From the desk of our fiction editor, Heidi Turner.

We’ve all been there—a blank document (or sheet of paper, if you’re into that), an open stretch of time that is filled to the brim with creative possibility. So full, in fact, that absolutely nothing gets done and the only writing that happens is (perhaps) some clever #amwriting Tweets. As a writer myself, I’m all too familiar with hitting a creative wall, or struggling to get my mind going. Here are some of the tricks I’ve learned that get my creative engine back up and running. 

Set up a writing appointment. 

Brains are weird little machines—if I try to sit down at random to write something, I usually can’t. Realistically, my schedule doesn’t allow me to set aside a specific, unchanging time slot every day (although this works for a lot of writers). Instead, I make sure I set a time each day that I will definitely, definitely write something. 

By telling my brain, “I am going to sit down to write once we get back from the grocery store, and we are going to have an idea to write about at that time.” It’s simple, but it works almost every time. 

Turn tedious task time into part of the writing process. 

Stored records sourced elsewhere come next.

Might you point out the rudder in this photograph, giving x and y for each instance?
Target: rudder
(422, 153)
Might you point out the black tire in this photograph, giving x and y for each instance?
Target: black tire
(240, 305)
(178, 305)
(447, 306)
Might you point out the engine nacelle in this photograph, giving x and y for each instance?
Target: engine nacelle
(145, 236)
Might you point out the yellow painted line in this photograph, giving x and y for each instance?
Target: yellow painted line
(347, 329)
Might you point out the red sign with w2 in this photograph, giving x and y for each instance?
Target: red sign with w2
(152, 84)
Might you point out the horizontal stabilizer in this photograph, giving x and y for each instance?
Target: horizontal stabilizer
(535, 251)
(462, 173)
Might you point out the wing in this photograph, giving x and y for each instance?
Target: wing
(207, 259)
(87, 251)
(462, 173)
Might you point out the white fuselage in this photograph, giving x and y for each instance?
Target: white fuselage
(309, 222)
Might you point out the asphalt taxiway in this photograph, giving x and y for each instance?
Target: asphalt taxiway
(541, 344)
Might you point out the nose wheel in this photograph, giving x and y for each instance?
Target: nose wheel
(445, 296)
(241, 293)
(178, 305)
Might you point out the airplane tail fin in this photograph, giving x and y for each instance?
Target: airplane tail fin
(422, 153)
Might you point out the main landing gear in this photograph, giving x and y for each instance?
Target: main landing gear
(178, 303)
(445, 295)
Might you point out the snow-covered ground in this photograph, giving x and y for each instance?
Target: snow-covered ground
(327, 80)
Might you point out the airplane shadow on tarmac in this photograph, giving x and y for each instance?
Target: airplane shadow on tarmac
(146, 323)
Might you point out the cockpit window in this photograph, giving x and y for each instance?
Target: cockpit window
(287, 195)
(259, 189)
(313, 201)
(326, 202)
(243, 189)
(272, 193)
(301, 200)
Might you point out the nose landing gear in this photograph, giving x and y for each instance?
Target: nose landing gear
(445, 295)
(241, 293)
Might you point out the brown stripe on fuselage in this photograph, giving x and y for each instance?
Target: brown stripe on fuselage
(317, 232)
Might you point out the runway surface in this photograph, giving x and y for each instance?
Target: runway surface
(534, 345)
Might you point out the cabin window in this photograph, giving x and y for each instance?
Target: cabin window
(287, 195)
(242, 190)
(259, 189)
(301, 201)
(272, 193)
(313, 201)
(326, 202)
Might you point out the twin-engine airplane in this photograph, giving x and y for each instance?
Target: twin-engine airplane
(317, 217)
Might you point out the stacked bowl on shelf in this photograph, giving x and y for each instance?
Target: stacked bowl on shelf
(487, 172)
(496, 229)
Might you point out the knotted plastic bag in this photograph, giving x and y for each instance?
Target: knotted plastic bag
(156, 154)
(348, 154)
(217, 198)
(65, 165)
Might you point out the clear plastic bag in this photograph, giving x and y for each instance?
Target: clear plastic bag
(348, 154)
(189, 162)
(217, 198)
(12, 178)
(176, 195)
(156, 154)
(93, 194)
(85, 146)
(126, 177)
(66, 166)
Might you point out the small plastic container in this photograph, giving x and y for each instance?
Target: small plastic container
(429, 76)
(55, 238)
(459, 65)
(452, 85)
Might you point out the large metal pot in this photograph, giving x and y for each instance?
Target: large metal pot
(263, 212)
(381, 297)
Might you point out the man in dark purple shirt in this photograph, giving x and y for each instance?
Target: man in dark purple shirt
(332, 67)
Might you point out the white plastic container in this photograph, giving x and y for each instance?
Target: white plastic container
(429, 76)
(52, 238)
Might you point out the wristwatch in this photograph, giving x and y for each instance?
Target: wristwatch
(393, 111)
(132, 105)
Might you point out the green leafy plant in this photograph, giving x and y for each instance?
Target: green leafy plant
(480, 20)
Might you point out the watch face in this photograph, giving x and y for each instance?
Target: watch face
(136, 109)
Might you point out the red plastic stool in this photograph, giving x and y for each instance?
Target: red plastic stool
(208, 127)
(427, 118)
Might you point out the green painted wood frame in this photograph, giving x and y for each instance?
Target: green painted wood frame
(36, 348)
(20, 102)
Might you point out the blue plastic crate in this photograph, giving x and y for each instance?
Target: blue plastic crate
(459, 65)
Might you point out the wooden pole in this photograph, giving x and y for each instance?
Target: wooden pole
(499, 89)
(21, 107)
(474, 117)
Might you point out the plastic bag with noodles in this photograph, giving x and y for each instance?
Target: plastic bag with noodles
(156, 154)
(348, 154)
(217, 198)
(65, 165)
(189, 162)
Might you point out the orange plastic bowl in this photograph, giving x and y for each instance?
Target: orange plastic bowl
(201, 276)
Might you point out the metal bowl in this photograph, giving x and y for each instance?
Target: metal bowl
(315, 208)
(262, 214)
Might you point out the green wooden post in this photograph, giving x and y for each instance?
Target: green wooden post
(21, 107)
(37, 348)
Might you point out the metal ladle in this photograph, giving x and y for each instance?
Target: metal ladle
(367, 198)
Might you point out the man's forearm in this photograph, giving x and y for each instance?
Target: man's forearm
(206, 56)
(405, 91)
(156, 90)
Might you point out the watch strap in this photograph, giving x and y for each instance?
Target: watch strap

Normally I listen to music or podcasts when I’m doing household chores, but if I’ve got a problem to solve in a piece I’m working on (or just have no ideas at all) I’ll either listen to instrumental music or even work in silence. During these times, when my hands and body are busy being productive, I can usually get out of my own way and find my way through to a resolution. 

Embrace the shitty first draft. 

The first draft is for you, the writer—it’s so your words have a place they can exist and make themselves at home. The first draft isn’t for looking good or sounding pretty. It isn’t even (necessarily) for making sense. All it needs to have is a beginning, middle, and end, and those component parts don’t even need to be working the way you want them to. 

By embracing the idea that my first draft is supposed to be shitty, is supposed to just give me a place to start, I’m able to enjoy the revision process because I know that I’m crafting a draft into a piece, not just “fixing” a “bad” piece. 

Phone a friend. 

I’m really, really lucky to have supportive peers here at the University of New Hampshire and to have supportive friends all around the country (and a few around the world) who believe in my work. When I’m super stuck, I’ll call or text a friend and ask them what they think I haven’t written yet, what they most want to see from me. 

It’s not something I do often, since it is always nerve-wracking to ask someone a question that assumes they want to read my work, but I almost always get great ideas—ideas that can become something—out of those conversations. More importantly, it reminds me that my writing is supposed to be seen, that people want to see it, and it’s worth the time it takes to get it to the point that it’s ready for the world.